How These Breweries Look to Educate on Kernza Benefits

The future of farming could lie in regenerative organic agriculture and the grain Kernza could be a part of it.

Kernza is ideally suited for organic regenerative agriculture. Its long roots and perennial growth allow it to thrive without pesticides and use less water than conventional wheat while helping to reduce erosion and remove more carbon from the atmosphere. 

And, as some breweries can attest to, it just so happens to make delicious beer. 

The upcoming issue of Brewer Mag’s print issue will feature a Q&A on the grain, but the breweries also shared with Brewer how they work on educating consumers on the benefits of using the grain.

All of Arizona Wilderness’ messaging around its Kenza Lager centered on the grain and what it can do for the climate and our world, explained Head of Production, Brad Miles. 
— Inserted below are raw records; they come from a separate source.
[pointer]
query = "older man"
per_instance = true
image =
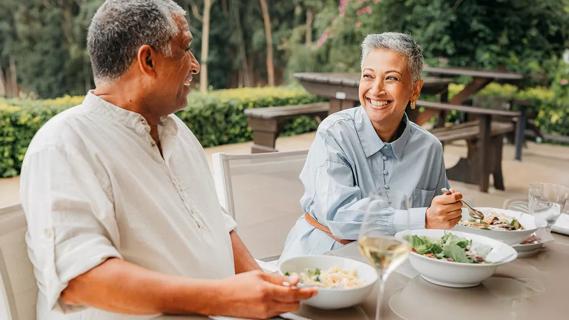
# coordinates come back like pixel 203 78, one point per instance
pixel 122 213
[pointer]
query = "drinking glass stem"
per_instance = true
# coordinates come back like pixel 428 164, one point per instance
pixel 379 295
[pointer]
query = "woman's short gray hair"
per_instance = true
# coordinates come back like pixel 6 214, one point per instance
pixel 120 27
pixel 399 42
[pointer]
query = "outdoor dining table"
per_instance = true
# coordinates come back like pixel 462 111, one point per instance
pixel 535 287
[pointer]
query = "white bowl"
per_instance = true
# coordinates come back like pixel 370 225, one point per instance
pixel 456 274
pixel 507 236
pixel 334 298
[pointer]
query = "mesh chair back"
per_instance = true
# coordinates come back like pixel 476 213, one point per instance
pixel 262 193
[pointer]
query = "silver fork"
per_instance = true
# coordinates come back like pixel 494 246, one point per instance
pixel 474 213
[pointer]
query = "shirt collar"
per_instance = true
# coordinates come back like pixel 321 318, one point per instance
pixel 370 140
pixel 129 118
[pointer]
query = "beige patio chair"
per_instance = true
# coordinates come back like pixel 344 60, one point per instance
pixel 261 192
pixel 18 290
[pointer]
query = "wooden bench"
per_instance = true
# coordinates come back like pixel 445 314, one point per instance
pixel 484 139
pixel 267 123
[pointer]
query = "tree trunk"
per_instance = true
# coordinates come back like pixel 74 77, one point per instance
pixel 309 20
pixel 205 45
pixel 11 79
pixel 244 78
pixel 269 41
pixel 2 85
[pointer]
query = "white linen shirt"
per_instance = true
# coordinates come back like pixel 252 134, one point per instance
pixel 94 185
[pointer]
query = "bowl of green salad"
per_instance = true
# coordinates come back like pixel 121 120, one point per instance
pixel 453 258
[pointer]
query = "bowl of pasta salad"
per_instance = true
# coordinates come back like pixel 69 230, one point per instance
pixel 341 282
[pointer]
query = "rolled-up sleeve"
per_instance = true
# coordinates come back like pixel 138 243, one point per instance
pixel 70 216
pixel 331 193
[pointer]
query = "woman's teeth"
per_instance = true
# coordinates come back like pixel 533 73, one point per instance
pixel 188 81
pixel 377 103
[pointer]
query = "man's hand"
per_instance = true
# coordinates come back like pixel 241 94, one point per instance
pixel 445 211
pixel 256 294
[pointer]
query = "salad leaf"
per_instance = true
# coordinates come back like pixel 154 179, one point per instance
pixel 449 247
pixel 456 253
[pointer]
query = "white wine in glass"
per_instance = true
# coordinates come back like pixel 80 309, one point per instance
pixel 384 214
pixel 384 252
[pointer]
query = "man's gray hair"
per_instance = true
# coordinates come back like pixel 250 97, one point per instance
pixel 399 42
pixel 120 27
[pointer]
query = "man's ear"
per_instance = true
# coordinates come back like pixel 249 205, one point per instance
pixel 146 59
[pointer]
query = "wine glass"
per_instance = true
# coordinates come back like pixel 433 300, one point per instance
pixel 386 213
pixel 546 201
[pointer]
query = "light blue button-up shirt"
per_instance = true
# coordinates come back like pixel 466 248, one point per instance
pixel 348 161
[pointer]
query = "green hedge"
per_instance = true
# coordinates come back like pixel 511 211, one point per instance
pixel 215 118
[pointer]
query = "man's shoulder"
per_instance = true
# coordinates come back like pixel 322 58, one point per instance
pixel 57 130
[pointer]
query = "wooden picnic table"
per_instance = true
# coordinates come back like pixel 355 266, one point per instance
pixel 480 79
pixel 342 88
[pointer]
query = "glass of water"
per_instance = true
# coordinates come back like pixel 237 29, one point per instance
pixel 546 201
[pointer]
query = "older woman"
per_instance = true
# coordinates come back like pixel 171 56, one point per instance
pixel 373 147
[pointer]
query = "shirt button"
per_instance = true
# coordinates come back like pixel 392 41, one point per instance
pixel 48 233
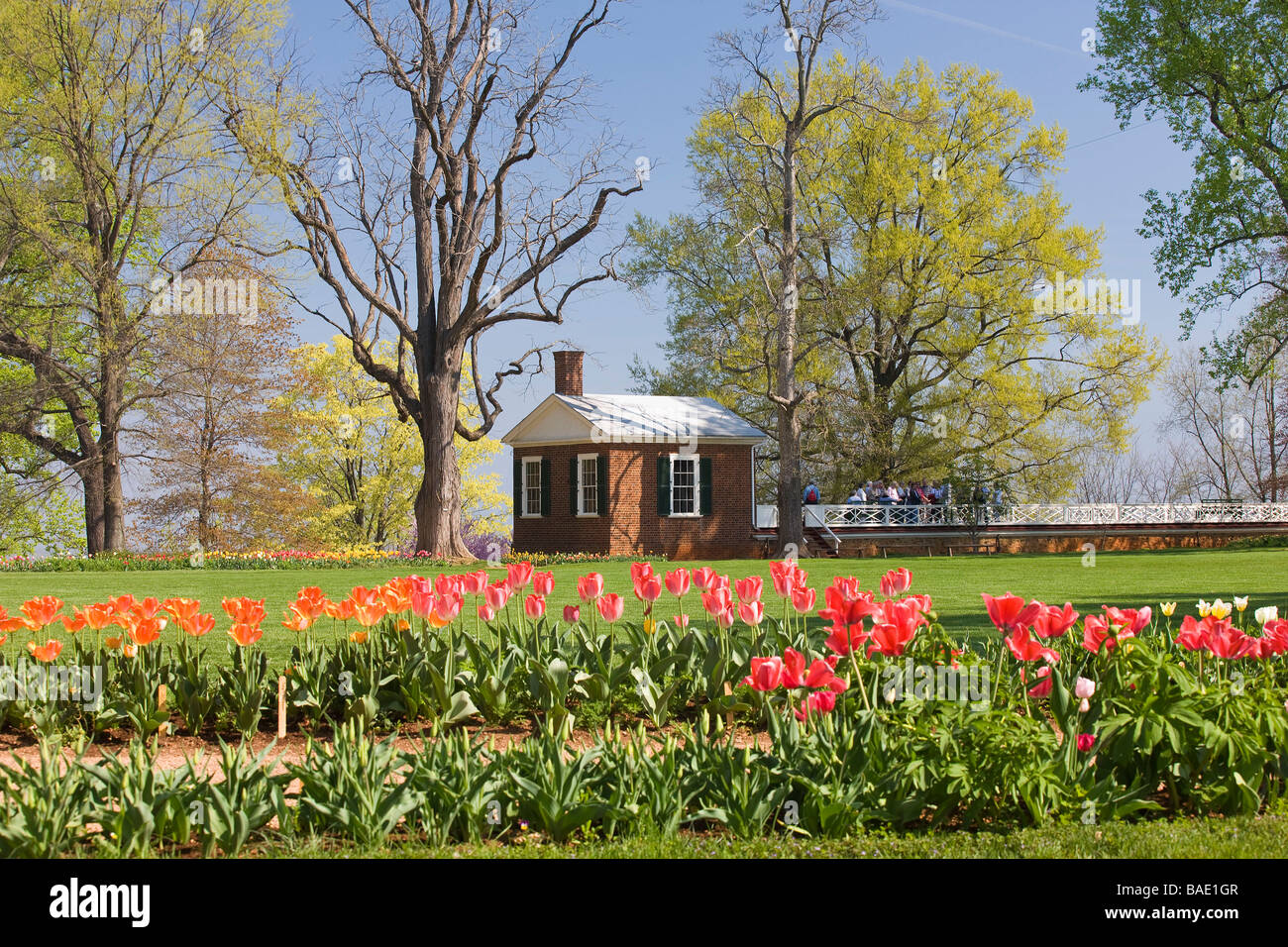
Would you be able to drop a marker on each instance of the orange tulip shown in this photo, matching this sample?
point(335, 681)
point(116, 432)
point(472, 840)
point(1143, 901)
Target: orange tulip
point(245, 611)
point(181, 608)
point(46, 652)
point(198, 625)
point(42, 611)
point(245, 634)
point(146, 630)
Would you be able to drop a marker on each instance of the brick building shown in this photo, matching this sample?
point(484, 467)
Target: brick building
point(629, 474)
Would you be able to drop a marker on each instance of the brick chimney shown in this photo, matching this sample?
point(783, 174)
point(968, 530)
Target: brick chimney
point(568, 372)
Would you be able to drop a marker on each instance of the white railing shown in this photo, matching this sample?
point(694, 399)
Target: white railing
point(829, 517)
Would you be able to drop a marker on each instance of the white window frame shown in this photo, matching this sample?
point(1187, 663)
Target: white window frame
point(523, 470)
point(697, 486)
point(581, 483)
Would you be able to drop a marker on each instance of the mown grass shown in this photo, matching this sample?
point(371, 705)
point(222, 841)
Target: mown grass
point(1125, 579)
point(1260, 836)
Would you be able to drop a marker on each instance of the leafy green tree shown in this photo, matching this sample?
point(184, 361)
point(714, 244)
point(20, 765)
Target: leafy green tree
point(1216, 69)
point(927, 226)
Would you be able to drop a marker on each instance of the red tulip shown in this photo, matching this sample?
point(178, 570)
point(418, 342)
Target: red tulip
point(896, 582)
point(678, 582)
point(1024, 647)
point(1054, 621)
point(610, 607)
point(1009, 612)
point(794, 669)
point(767, 674)
point(590, 587)
point(648, 589)
point(703, 578)
point(1193, 635)
point(803, 600)
point(640, 571)
point(496, 595)
point(535, 605)
point(784, 577)
point(750, 589)
point(518, 575)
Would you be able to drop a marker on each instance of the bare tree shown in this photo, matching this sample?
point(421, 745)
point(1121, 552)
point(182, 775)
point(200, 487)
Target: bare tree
point(114, 180)
point(472, 209)
point(803, 30)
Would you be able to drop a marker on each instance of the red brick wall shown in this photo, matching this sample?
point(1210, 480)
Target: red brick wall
point(632, 526)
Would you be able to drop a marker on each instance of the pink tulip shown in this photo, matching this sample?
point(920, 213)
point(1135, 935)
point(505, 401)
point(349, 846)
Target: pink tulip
point(497, 595)
point(703, 577)
point(535, 605)
point(610, 607)
point(750, 589)
point(803, 600)
point(518, 575)
point(678, 582)
point(896, 582)
point(590, 587)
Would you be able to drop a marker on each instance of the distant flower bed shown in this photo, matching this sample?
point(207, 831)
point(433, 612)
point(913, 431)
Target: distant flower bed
point(269, 560)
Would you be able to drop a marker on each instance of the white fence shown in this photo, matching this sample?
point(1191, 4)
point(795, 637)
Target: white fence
point(1031, 514)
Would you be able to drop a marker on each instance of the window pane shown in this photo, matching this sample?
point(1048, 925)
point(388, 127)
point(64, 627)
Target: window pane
point(684, 484)
point(532, 487)
point(589, 484)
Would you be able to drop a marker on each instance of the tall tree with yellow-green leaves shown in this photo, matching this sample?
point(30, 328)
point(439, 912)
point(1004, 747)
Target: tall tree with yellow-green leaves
point(927, 224)
point(339, 436)
point(114, 180)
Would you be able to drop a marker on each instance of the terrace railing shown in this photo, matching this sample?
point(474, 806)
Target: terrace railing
point(961, 515)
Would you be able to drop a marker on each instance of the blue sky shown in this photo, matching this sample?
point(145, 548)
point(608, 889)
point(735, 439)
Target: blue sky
point(653, 69)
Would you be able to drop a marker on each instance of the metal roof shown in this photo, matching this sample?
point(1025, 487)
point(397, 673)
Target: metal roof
point(639, 418)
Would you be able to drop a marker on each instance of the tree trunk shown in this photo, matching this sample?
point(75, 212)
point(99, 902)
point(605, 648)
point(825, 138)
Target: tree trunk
point(438, 505)
point(791, 532)
point(91, 486)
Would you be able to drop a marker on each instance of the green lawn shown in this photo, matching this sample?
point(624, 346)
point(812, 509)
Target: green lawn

“We try to tell that story through the beer description on the cans and online, through blog posts on our website, and through social media posts,” he said. “Our staff are also trained to let customers know about Kernza whenever someone buys a pint of the beer.” 

As part of the partnership with Patagonia Provisions, which worked with 11 different breweries across the country, the company provided extensive education about Kernza and regenerative agriculture in general.  

READ MORE: Patagonia Launches New Partnership Program in Collaboration with Craft Breweries

“We used QR codes to both educate and elicit feedback from our customers when we first launched,” said Topa Topa CEO and founder Jack Dyer. “Further, we trained all of our employees and beer tenders on the benefits of regenerative agriculture.  

“It’s been well received by both customers and employees.”

Trent Tokos, the VP of Marketing for Craft ‘Ohana (Maui Brewing & Modern Times) said that Patagonia was great with POS in taprooms along with social media awareness building campaigns in Patagonia stores and through all of their social media channels along with information on beer menus at taprooms and online.

“The concept of sustainable farming is first and foremost what we talk about,” said LUKI Brewery co-owner Jeff Smith.

“Many guests understand it takes a lot of water to create beer, but I think the farming aspect of grains and hops is quickly forgotten,” he said. “So, we talked about Kernza as one potential future of beer production and how the supply chain is taking climate change seriously.”